Why an Ottawa professor says pimps keep sex workers safe

Pimps are necessary to arrange safe and efficient transactions between sex workers and clients, according to a University of Ottawa professor who spoke to CBC about her new book on Canada's sex industry.

Chris Bruckert interviewed 75 'third-party' workers for new book on Canada's sex industry

A new book by a University of Ottawa professor says pimps arrange safe and efficient transactions between sex workers and clients. (Mark Blinch / Canadian Press)

Pimps are necessary to arrange safe and efficient transactions between sex workers and clients, according to a University of Ottawa professor who says their work should be decriminalized in Canada.

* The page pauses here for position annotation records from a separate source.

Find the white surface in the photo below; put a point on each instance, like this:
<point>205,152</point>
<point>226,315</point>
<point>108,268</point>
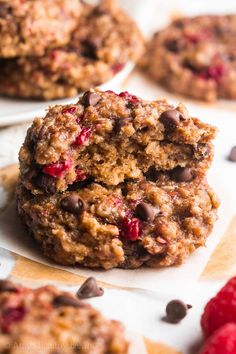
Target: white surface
<point>13,111</point>
<point>142,311</point>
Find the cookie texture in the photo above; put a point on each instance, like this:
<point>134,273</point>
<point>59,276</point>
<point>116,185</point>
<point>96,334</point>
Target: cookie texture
<point>117,181</point>
<point>104,41</point>
<point>29,27</point>
<point>136,223</point>
<point>110,138</point>
<point>46,320</point>
<point>195,57</point>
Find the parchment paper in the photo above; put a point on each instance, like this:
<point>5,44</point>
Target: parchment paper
<point>13,237</point>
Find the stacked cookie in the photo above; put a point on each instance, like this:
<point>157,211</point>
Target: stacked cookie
<point>117,181</point>
<point>63,47</point>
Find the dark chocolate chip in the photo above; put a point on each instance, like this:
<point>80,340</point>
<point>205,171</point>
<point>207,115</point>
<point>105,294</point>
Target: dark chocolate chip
<point>89,289</point>
<point>73,204</point>
<point>66,300</point>
<point>170,119</point>
<point>182,174</point>
<point>152,174</point>
<point>45,182</point>
<point>176,310</point>
<point>90,47</point>
<point>90,98</point>
<point>145,212</point>
<point>232,155</point>
<point>121,122</point>
<point>6,285</point>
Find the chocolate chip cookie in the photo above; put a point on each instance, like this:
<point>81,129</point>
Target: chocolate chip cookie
<point>195,57</point>
<point>104,41</point>
<point>109,138</point>
<point>46,320</point>
<point>133,224</point>
<point>29,27</point>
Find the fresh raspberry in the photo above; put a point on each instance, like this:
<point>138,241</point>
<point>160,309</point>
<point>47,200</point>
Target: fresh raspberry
<point>10,316</point>
<point>80,175</point>
<point>57,169</point>
<point>83,136</point>
<point>127,96</point>
<point>221,309</point>
<point>130,229</point>
<point>117,67</point>
<point>223,341</point>
<point>215,72</point>
<point>70,110</point>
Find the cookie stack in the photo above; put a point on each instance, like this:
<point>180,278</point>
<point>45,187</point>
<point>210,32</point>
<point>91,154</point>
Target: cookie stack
<point>49,321</point>
<point>56,48</point>
<point>117,181</point>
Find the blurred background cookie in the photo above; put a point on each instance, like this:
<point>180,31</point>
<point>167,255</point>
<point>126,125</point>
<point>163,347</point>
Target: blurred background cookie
<point>105,40</point>
<point>29,27</point>
<point>195,57</point>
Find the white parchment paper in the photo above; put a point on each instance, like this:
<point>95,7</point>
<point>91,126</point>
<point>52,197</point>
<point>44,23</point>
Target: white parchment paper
<point>13,237</point>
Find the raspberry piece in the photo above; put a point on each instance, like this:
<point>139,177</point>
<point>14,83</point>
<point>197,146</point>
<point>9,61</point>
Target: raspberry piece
<point>127,96</point>
<point>70,110</point>
<point>110,91</point>
<point>80,175</point>
<point>83,136</point>
<point>130,229</point>
<point>11,315</point>
<point>223,341</point>
<point>214,72</point>
<point>57,169</point>
<point>220,310</point>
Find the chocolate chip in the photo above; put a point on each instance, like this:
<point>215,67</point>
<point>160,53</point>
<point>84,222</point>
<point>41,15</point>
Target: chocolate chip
<point>89,289</point>
<point>182,174</point>
<point>66,300</point>
<point>121,122</point>
<point>145,212</point>
<point>176,310</point>
<point>6,285</point>
<point>170,119</point>
<point>232,155</point>
<point>73,204</point>
<point>90,98</point>
<point>152,174</point>
<point>45,182</point>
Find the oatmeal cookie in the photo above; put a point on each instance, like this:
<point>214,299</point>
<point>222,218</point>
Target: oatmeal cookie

"The sex industry, like mainstream businesses, rarely depends exclusively on clients and workers to operate efficiently and safely," professor Chris Bruckert told CBC Radio's Ottawa Morning Tuesday.

"Contrary to prevailing stereotypes that portray third parties [like pimps] as inherently abusive and controlling, these workers fulfill important roles and provide vital services."

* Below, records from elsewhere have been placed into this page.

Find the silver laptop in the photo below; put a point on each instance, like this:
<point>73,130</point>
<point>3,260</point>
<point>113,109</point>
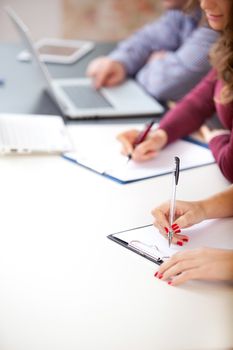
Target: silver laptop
<point>78,99</point>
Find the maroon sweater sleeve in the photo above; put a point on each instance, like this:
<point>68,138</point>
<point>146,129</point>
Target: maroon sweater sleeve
<point>222,149</point>
<point>192,111</point>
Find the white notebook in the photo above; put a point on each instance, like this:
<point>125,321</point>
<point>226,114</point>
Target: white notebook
<point>98,150</point>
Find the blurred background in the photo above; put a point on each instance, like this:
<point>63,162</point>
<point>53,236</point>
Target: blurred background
<point>100,20</point>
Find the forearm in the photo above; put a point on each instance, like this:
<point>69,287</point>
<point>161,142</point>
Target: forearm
<point>162,34</point>
<point>191,112</point>
<point>173,76</point>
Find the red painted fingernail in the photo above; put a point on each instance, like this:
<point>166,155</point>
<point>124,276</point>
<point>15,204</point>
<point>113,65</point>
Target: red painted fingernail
<point>175,226</point>
<point>177,231</point>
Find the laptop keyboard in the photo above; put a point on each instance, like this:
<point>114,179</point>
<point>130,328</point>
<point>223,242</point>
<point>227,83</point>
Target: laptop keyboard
<point>32,134</point>
<point>86,97</point>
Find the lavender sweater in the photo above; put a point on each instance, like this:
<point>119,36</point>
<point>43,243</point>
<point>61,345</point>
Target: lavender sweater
<point>191,112</point>
<point>184,65</point>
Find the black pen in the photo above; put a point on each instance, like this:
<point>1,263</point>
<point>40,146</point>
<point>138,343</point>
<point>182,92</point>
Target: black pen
<point>142,136</point>
<point>175,179</point>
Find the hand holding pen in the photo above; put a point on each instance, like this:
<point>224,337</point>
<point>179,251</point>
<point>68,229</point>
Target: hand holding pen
<point>144,145</point>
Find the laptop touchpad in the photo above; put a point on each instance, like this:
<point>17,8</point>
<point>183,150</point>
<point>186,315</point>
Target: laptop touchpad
<point>86,97</point>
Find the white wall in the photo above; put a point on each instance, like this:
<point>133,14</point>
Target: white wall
<point>43,17</point>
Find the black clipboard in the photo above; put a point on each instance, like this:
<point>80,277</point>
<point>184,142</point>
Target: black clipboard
<point>128,245</point>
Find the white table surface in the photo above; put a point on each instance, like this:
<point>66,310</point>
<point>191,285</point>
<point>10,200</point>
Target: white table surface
<point>65,286</point>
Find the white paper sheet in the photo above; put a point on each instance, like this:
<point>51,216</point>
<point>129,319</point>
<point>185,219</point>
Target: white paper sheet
<point>211,233</point>
<point>105,158</point>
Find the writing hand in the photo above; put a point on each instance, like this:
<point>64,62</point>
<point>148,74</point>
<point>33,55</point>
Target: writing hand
<point>202,263</point>
<point>146,150</point>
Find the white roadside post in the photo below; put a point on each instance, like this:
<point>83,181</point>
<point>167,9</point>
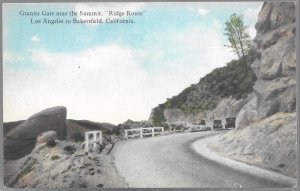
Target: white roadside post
<point>93,137</point>
<point>126,134</point>
<point>86,146</point>
<point>141,132</point>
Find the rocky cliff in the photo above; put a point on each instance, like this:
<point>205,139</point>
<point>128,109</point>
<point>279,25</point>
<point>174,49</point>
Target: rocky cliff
<point>275,88</point>
<point>20,140</point>
<point>267,129</point>
<point>20,137</point>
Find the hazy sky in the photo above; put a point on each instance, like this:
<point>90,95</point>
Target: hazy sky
<point>112,72</point>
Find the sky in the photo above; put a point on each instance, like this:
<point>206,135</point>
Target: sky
<point>112,72</point>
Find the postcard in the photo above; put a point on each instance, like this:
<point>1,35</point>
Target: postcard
<point>149,95</point>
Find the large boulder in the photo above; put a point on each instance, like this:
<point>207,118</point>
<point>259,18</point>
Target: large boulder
<point>275,68</point>
<point>44,137</point>
<point>51,119</point>
<point>270,143</point>
<point>20,140</point>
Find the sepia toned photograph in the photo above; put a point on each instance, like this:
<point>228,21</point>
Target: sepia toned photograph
<point>149,95</point>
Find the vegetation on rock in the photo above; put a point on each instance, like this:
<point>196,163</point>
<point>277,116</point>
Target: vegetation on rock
<point>231,80</point>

Bruckert and her team of researchers conducted interviews with 75 pimps — or "third-party" workers, as she prefers to call them — as well as 52 sex workers for her new book Getting Past 'the Pimp': Management in the Sex Industry.

The interviews included people from across the country, including Ottawa.

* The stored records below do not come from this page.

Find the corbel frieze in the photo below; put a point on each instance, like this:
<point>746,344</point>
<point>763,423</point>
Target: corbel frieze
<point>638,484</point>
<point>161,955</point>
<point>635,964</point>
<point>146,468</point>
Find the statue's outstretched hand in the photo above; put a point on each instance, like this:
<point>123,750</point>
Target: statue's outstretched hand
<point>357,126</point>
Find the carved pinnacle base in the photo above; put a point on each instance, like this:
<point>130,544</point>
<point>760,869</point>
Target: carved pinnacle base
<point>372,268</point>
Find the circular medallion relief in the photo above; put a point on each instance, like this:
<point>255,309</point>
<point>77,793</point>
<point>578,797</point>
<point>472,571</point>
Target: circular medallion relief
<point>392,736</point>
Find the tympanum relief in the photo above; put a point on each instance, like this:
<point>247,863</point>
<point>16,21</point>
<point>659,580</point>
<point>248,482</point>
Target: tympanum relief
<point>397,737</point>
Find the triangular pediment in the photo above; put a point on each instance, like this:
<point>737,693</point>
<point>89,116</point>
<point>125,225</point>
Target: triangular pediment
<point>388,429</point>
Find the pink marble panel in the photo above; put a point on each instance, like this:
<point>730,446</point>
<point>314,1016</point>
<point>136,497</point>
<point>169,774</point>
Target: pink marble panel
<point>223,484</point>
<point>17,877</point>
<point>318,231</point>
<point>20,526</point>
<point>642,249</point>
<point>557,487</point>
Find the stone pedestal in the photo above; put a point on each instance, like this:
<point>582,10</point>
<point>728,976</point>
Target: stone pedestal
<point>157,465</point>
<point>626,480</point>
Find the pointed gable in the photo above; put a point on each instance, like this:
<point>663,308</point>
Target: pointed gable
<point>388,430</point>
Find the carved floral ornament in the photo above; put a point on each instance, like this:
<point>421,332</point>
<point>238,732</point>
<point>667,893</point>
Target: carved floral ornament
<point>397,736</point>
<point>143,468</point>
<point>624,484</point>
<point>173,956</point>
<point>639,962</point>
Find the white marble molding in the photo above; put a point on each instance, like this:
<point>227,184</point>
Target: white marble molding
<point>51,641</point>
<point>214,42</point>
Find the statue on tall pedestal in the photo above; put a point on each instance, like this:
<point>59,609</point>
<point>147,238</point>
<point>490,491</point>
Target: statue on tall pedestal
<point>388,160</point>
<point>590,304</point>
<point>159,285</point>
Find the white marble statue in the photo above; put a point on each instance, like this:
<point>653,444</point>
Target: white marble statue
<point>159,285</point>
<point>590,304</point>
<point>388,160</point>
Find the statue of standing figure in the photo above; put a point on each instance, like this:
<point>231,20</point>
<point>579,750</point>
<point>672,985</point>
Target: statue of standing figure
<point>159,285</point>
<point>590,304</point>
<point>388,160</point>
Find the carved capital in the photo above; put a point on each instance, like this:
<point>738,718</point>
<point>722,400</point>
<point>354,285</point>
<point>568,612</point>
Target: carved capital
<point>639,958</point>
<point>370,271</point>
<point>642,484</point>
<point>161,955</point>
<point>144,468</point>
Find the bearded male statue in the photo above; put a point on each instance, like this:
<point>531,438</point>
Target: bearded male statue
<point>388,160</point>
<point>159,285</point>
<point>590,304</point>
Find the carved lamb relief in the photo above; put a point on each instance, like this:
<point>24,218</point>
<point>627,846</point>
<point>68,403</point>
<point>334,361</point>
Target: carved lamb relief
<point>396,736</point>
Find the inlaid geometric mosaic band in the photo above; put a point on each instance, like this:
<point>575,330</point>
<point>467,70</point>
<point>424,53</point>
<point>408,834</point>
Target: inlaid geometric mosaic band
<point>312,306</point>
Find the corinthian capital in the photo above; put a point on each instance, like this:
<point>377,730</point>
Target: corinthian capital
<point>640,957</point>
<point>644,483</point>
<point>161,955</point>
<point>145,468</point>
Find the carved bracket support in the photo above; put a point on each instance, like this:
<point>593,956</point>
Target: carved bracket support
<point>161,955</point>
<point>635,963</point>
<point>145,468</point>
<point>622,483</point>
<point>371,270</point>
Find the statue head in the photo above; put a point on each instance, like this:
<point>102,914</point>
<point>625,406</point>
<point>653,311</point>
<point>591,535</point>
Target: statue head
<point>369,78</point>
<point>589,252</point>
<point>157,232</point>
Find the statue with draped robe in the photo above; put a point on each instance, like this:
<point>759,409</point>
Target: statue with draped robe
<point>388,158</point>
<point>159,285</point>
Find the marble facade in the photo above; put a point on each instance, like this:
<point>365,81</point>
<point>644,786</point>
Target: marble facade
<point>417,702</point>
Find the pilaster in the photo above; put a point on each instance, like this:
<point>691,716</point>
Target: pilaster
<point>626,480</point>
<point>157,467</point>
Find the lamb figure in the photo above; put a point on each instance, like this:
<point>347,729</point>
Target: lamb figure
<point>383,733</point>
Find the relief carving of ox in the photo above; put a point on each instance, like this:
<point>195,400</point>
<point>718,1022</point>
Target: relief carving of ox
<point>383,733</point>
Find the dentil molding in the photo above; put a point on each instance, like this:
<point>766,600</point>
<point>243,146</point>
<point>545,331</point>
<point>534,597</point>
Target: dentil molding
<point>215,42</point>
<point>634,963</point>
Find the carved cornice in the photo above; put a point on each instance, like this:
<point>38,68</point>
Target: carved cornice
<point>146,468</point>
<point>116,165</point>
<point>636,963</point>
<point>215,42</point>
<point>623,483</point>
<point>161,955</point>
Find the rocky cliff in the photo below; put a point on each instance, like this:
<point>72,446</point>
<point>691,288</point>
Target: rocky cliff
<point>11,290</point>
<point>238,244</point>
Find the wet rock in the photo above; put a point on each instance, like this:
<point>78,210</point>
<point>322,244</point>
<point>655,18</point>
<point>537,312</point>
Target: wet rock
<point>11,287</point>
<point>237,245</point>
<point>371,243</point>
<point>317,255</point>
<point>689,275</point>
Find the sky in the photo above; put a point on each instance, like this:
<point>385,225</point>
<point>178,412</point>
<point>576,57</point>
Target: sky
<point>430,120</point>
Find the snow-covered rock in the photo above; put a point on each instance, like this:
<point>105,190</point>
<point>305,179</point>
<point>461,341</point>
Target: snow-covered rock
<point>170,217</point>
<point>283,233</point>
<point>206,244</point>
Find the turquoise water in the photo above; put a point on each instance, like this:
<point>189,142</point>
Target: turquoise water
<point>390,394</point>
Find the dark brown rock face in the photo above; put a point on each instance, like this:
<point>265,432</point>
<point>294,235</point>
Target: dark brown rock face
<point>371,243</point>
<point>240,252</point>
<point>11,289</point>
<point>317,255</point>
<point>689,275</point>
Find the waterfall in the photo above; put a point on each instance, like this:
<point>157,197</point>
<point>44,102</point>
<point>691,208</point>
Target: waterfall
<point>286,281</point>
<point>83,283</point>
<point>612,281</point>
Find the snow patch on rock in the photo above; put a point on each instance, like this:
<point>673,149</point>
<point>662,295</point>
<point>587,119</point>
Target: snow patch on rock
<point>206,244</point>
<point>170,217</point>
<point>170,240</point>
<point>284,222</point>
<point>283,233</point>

Chris Bruckert is a University of Ottawa professor whose team carried out dozens of interviews with pimps — including some in Ottawa — for a new book that explores those workers' roles in the country's sex industry. (Chris Bruckert)

Constitutional challenge

The national debate around prostitution laws is intensifying as a court in London, Ont., hears a constitutional challenge against Canada's 2014 prostitution law Bill C-36 — which criminalizes the buying of sex but decriminalizes its sale.

The laws also prosecute those who advertise sex work and make money off sex workers. 

What we need in that context is labour rights, not necessarily criminal laws.- Chris  Bruckert , University of Ottawa professor 

Bruckert said little research has been conducted on the role of pimps in the industry, adding that many people's opinions are based on stereotypes. 

"Abuse wasn't something we came across — but we did find bad labour practices," she said. "What we need in that context is labour rights, not necessarily criminal laws." 

The problem, Bruckert said, is sex workers have no mechanism to redress labour exploitation outside of criminal law.

Most of the third-party workers Bruckert's team spoke to were women — both surprising and understandable, she said, since the industry is female-dominated and the line between sex work and management is thin. 

"Many of the third-parties we interviewed were current or former sex workers, [which] kind of makes sense. You move into the business that you know," she said. 

'Echoes any other business'

The other unexpected finding, she said, was how similar the sex trade was to any other business.

​"[It's surprising] how absolutely mundane management in the sex industry is [and] how much it echoes any other business," Bruckert said.

"There is marketing, there are security concerns — many of the challenges that any other small business operator would confront.

"We don't need special laws to criminalize the sex industry," she added. "And particularly not third parties."